The study shows that the brain‑gut peptide VIP can dial down the ability of mouse immune cells (macrophages) to eat foreign particles, and that a short piece of VIP (the C‑terminal part) is needed for this effect. A related peptide, GRF‑1‑29, which blocks VIP, only weakly reduces this eating activity.

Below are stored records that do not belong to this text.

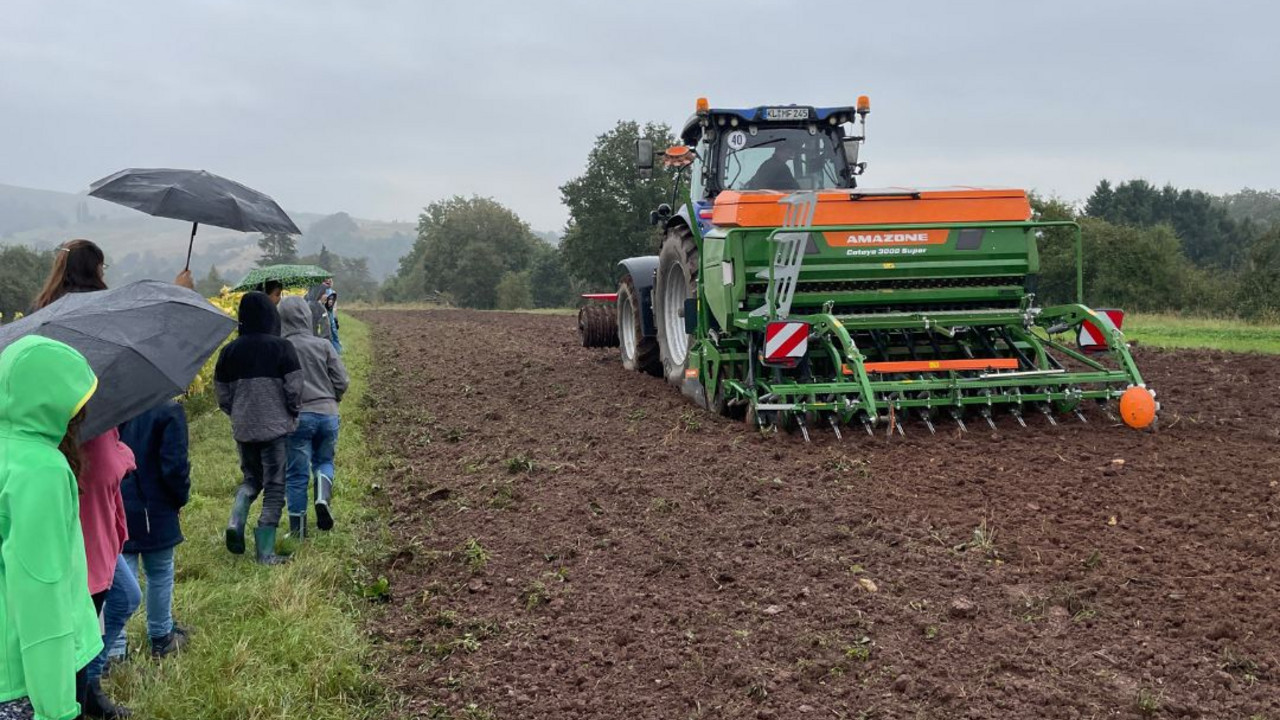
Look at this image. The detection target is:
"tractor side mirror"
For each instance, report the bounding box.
[636,137,653,170]
[649,202,671,225]
[841,137,863,168]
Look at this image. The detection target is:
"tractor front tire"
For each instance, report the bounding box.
[617,275,662,377]
[653,225,698,387]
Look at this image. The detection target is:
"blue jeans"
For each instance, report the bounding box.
[84,555,142,682]
[329,313,342,355]
[111,547,175,645]
[284,413,340,515]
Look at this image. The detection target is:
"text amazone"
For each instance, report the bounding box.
[824,231,947,247]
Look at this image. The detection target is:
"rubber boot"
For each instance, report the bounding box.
[83,679,133,720]
[151,625,187,659]
[227,488,250,555]
[253,525,289,565]
[289,512,307,541]
[316,475,333,530]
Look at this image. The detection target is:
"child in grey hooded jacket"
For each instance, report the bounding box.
[280,297,349,539]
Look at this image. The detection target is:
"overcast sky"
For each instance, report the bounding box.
[0,0,1280,229]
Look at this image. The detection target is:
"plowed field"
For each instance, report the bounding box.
[365,311,1280,720]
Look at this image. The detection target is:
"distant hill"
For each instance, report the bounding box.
[0,179,417,284]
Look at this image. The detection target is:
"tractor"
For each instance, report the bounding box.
[611,96,1158,439]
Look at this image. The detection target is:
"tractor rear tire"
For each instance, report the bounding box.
[653,225,699,387]
[617,275,662,377]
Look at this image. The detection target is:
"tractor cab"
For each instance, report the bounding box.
[637,96,870,202]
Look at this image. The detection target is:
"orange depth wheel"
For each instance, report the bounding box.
[1120,386,1160,430]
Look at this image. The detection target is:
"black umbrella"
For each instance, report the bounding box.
[0,281,236,439]
[88,168,302,269]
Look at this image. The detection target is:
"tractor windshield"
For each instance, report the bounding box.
[721,127,841,190]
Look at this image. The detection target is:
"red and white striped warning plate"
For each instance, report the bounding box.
[1075,307,1124,352]
[764,322,809,363]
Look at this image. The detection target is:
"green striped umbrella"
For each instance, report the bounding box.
[232,265,333,292]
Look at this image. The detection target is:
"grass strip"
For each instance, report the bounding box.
[106,315,392,720]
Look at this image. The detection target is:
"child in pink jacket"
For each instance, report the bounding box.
[79,428,142,717]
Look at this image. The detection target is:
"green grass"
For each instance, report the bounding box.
[106,316,390,720]
[1124,314,1280,352]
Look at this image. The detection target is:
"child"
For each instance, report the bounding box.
[280,297,347,539]
[120,400,191,657]
[35,234,140,717]
[0,336,102,717]
[214,292,302,565]
[320,278,342,355]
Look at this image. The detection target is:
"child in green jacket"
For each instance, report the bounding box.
[0,336,102,720]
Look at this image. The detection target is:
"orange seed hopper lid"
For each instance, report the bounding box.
[712,187,1032,228]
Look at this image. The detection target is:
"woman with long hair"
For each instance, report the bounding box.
[36,240,142,717]
[0,336,102,720]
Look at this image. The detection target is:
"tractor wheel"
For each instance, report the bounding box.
[653,225,698,387]
[617,275,662,377]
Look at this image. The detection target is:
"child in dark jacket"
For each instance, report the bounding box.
[113,400,191,657]
[214,292,302,565]
[280,297,348,539]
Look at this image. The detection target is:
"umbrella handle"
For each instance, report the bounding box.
[182,223,200,270]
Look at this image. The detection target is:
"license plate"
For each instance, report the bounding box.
[764,108,809,120]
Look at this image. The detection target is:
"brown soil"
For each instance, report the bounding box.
[365,311,1280,720]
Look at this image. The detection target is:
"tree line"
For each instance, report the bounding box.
[1033,179,1280,323]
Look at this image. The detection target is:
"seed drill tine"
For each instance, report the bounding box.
[920,413,938,436]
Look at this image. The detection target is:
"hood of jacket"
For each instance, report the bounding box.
[280,296,316,337]
[0,336,97,446]
[239,291,280,336]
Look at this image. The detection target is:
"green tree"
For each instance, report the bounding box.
[388,196,536,307]
[0,245,54,316]
[1084,179,1257,269]
[1239,227,1280,323]
[1080,218,1198,311]
[257,232,298,268]
[196,265,227,297]
[315,245,337,273]
[561,120,676,288]
[497,270,534,310]
[529,242,573,307]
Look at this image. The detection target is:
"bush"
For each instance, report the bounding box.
[1238,229,1280,323]
[497,270,534,310]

The effect of VIP on phagocytosis in peritoneal macrophages was examined by means of flow cytometry (FCM). This assay revealed that VIP suppressed phagocytosis in a dose-dependent manner. VIP(1-12) did not suppress phagocytosis. VIP(10-28) was more suppressive than VIP(1-28). A known VIP-antagonist (N-Ac-Tyr1,D-Phe2)-growth hormone-releasing factor (GRF) (1-29)-NH2 suppressed phagocytosis less than VIP. Control phagocytosis was partially suppressed in Ca(2+)-free solution. Phagocytosis was suppressed by VIP further in Ca(2+)-free solution than in the normal solution. Phagocytosis was suppressed in a known phosphodiesterase inhibitor IBMX-containing solution. The degree of suppression by VIP was the same in the presence or the absence of IBMX. These results suggest that VIP suppresses extracellular Ca(2+)-dependent and -independent phagocytosis, that the C-terminal fragment of VIP is essential for VIP action, that the suppression is mediated by cAMP and that the inhibition of macrophage phagocytosis by VIP is one of the mechanisms which modulates immune responses by the nervous system.